The vulnerability, per Zellic, is assessed to be a variant of Copy Fail (CVE-2026-31431), Dirty Frag aka Copy Fail 2 (CVE-2026-43284 and CVE-2026-43500), and Fragnesia (CVE-2026-46300), all of which grant root access on vulnerable systems.

Copy Fail, a local privilege escalation flaw in the AF_ALG cryptographic socket interface, was disclosed by researchers at Theori on April 29, 2026. It was followed by Dirty Frag a week later. Dirty Frag expands on Copy Fail with two page-cache write primitives.

However, security researcher Hyunwoo Kim was forced to go ahead with public disclosure after the agreed-upon embargo window ended prematurely when a merged patch for CVE-2026-43284 on May 5 led another researcher, who was unaware of the embargo, to analyze and independently publish details of the defect.

“I read the commit, recognized the xfrm ESP-in-UDP  MSG_SPLICE_PAGES no-COW path against shared pipe pages as an LPE  primitive, and built a PoC,” the researcher, who goes by the online aliases 0xdeadbeefnetwork and afflicted.sh, noted. “The work is n-day weaponization from a public upstream commit, which is  standard practice once a security-relevant fix lands in a public tree.”

Fragnesia is another variant of Dirty Frag and impacts the XFRM ESP-in-TCP subsystem. But the outcome is the same: it allows unprivileged local attackers to modify read-only file contents in the kernel page cache and obtain root privileges.

The development dovetails with the discovery of an LPE flaw in the Linux PackageKit daemon (CVE-2026-41651 aka Pack2TheRoot, CVSS score: 8.8) and an improper privilege management flaw in the kernel (CVE-2026-46333 aka ssh-keysign-pwn, CVSS score: 5.5), which allows an unprivileged local user to read root-owned secrets like SSH private keys.

Various Linux distributions have released advisories for CVE-2026-46333 –

Kernel Killswitch?

The flurry of new disclosures within a span of a few weeks has prompted Linux kernel developers to review a proposal for an emergency “killswitch” that would allow administrators to disable vulnerable kernel functions at runtime until a patch for a zero-day vulnerability becomes available.

“Killswitch lets a privileged operator make a chosen kernel function return a fixed value without executing its body, as a temporary mitigation for a security bug while a real fix is being prepared,” according to a proposal submitted by Linux kernel developer and maintainer Sasha Levin.

“The function returns the operator-supplied value and nothing else runs in its place. There is no allowlist, no return-type check; if the kprobe layer accepts the symbol, killswitch engages it. Once engaged, the change is in effect on every CPU until “disengage“ is written or the system reboots.”
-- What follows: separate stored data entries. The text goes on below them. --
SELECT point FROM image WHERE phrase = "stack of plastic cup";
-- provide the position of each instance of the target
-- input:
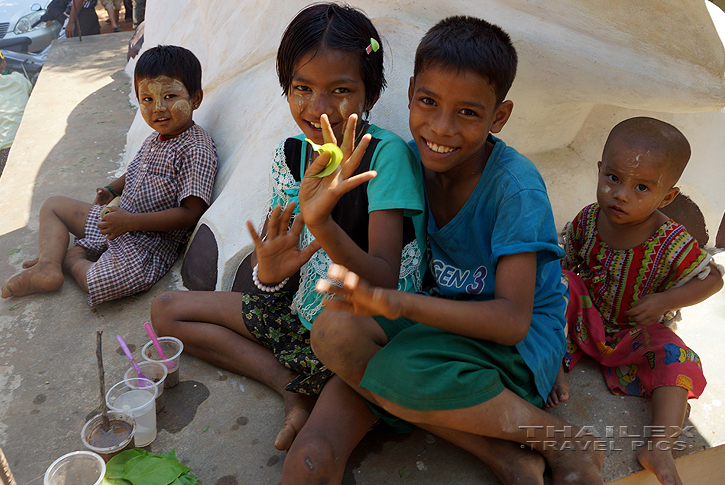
(155, 371)
(77, 468)
(172, 348)
(136, 397)
(120, 441)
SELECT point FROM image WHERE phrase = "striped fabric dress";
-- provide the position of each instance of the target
(635, 359)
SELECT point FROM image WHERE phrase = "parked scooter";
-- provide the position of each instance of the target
(18, 58)
(15, 50)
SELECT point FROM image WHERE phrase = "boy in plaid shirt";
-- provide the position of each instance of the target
(164, 192)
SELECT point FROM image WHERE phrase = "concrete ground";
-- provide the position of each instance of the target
(222, 425)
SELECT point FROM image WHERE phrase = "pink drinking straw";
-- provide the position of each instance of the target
(151, 333)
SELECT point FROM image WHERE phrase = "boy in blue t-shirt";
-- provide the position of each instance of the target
(474, 361)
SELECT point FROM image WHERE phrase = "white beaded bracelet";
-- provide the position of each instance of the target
(268, 289)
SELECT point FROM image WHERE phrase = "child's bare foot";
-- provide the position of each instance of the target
(560, 392)
(516, 465)
(297, 409)
(39, 278)
(580, 462)
(659, 462)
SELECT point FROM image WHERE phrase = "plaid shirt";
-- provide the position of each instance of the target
(161, 175)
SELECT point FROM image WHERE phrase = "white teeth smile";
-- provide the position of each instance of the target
(438, 148)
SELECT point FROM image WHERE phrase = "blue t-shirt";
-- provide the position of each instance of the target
(508, 213)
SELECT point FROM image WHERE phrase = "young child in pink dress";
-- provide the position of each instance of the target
(635, 267)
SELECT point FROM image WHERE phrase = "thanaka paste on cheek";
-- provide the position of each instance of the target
(181, 108)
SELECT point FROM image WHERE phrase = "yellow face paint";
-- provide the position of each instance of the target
(165, 104)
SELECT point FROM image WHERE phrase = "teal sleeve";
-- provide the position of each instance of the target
(399, 183)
Rocky Linux Debuts Security Repository

Rocky Linux, for its part, has introduced an optional security repository that allows the distribution to ship urgent security fixes quickly, particularly in scenarios where severe vulnerabilities become public knowledge before coordinated upstream fixes arrive.

“The repository is disabled by default. That’s intentional,” the maintainers said. “The default Rocky Linux experience stays exactly what it has always been: predictable, stable, and fully upstream-compatible. Administrators who want access to accelerated fixes can opt in when they need it.”

The security repository specifically caters to “specific, narrow” cases where a significant vulnerability is public, exploit code exists, and upstream patches are not available yet. Rocky Linux has emphasized that it’s not a replacement for the regular release process.

“If we push a fix and upstream decides not to address it, the next upstream kernel release will supersede our patched version,” the maintainers added. “Users who haven’t version-locked their kernel will, at that point, no longer have our fix. That’s the trade-off we accepted when building this.”